Moreover, as leading First Amendment scholars like UCLA law professor Eugene Volokh have noted, the case most often cited for the proposition that captive audiences can be protected through content-based restrictions, Lehman v. City of Shaker Heights, actually held no such thing, since five justices actually rejected content-discrimination in that case, and it involved public, not private, property. (I discuss that case in more depth here). As the Supreme Court has noted, a government “attempt to restrict the free expression of a private party cannot be upheld by reliance upon precedent that rests on the special interests of a government in overseeing the use of its property.” (Consolidated Edison Co. v. Public Serv. Commission (1980).)
Moreover, the First Amendment is supposed to provide more protection for political and religious speech, not less — the way this Connecticut bill does. The greater protection afforded political and religious speech is the reason why the Supreme Court gives local governments added leeway to bar X-rated movie theaters and bookstores from certain parts of town, but not regular bookstores with books on political or religious themes.
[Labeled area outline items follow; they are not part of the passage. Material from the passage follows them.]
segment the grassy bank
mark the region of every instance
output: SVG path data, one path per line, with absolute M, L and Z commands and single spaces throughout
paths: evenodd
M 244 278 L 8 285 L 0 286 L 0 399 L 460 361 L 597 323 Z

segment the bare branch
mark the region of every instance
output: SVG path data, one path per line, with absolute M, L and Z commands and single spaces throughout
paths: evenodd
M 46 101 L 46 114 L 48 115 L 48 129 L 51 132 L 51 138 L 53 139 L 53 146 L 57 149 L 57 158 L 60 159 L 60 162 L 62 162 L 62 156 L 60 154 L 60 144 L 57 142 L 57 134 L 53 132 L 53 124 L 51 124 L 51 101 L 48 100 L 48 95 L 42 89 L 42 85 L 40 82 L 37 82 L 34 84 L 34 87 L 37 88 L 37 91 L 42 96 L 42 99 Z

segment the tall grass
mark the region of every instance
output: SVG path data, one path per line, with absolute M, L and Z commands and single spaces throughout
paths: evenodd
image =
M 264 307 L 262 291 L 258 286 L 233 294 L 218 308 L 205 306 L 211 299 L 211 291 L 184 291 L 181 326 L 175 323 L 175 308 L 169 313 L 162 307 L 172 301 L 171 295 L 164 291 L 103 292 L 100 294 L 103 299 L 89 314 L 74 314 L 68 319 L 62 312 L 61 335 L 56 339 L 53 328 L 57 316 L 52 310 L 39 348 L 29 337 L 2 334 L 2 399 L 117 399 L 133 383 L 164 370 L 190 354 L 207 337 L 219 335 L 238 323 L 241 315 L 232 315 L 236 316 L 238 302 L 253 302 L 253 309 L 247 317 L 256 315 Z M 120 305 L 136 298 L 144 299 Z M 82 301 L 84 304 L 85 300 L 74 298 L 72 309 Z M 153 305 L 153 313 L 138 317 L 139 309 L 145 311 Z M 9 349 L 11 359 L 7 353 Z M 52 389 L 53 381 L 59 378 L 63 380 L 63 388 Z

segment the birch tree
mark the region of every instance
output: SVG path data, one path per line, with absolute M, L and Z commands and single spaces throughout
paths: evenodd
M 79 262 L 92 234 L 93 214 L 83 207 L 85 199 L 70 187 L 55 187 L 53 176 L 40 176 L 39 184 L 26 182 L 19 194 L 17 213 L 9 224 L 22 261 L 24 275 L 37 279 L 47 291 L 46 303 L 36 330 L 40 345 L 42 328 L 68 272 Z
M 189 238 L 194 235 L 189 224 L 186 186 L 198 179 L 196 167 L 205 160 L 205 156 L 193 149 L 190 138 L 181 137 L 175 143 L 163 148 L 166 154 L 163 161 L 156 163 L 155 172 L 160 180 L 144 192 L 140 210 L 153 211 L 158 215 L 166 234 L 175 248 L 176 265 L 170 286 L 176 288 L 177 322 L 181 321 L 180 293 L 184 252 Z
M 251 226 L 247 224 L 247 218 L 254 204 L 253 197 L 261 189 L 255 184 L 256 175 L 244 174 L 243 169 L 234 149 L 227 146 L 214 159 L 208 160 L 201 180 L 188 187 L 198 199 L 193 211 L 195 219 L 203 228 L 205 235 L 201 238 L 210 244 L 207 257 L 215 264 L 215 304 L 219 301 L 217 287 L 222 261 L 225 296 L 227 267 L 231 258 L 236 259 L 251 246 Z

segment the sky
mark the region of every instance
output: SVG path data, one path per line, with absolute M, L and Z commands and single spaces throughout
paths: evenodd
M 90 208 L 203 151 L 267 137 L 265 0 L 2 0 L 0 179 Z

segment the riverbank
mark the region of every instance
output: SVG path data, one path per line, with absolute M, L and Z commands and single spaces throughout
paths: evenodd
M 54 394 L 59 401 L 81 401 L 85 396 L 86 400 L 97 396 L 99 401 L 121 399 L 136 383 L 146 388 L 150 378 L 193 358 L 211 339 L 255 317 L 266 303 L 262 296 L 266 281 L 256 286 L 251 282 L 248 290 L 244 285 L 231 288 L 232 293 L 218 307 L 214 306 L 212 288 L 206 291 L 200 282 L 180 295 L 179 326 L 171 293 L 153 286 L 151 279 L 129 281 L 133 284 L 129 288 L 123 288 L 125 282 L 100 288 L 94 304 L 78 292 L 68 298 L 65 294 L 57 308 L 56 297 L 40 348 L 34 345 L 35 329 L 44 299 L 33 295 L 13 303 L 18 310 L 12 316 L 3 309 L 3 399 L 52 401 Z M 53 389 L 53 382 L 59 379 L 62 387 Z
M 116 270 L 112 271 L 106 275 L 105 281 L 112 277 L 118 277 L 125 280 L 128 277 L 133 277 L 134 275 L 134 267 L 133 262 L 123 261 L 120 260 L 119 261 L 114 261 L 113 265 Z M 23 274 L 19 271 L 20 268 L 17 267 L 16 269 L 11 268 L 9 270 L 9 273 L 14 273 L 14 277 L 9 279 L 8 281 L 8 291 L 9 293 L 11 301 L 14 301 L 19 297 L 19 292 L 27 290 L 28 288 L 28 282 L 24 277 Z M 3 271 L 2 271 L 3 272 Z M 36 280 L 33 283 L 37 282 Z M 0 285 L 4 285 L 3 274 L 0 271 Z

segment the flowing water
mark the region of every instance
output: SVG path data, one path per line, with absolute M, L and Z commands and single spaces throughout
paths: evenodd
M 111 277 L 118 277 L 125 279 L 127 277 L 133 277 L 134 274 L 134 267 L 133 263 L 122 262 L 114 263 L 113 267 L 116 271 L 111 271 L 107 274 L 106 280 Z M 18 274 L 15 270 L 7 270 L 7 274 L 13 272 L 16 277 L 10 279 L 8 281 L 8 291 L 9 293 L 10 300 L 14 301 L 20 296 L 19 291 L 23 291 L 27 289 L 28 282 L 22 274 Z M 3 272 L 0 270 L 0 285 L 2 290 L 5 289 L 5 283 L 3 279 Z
It’s also doubtful that mere presence in a mandatory meeting always turns employees into a captive audience for First Amendment purposes, since employers have won cases over speech to employees at mandatory meetings.
It’s also not a valid time-place-manner restriction on speech, since such restrictions must be content-neutral, and the Connecticut bill seeks to restrict specific categories of speech — “religious or political matters” — based on their content. As the Supreme Court has stated, “for a time, place, or manner regulation to be valid, it must be neutral as to the content of the speech” (Pacific Gas & Elec. Co. v. Public Utilities Commission (1986)), and it “may not be based upon either the content or subject matter of speech” (Consolidated Edison Co. v. Public Serv. Comm’n (1980)).
The restriction on religious speech is also not valid because of the Establishment Clause, because the Establishment Clause keeps only the government — not private employers — from having a religion. As the Supreme Court has emphasized, “there is a crucial difference between government speech endorsing religion, which the Establishment Clause forbids, and private speech endorsing religion, which the Free Speech and Free Exercise Clauses protect.” (Board of Education of Westside Community Schools v. Mergens (1990)).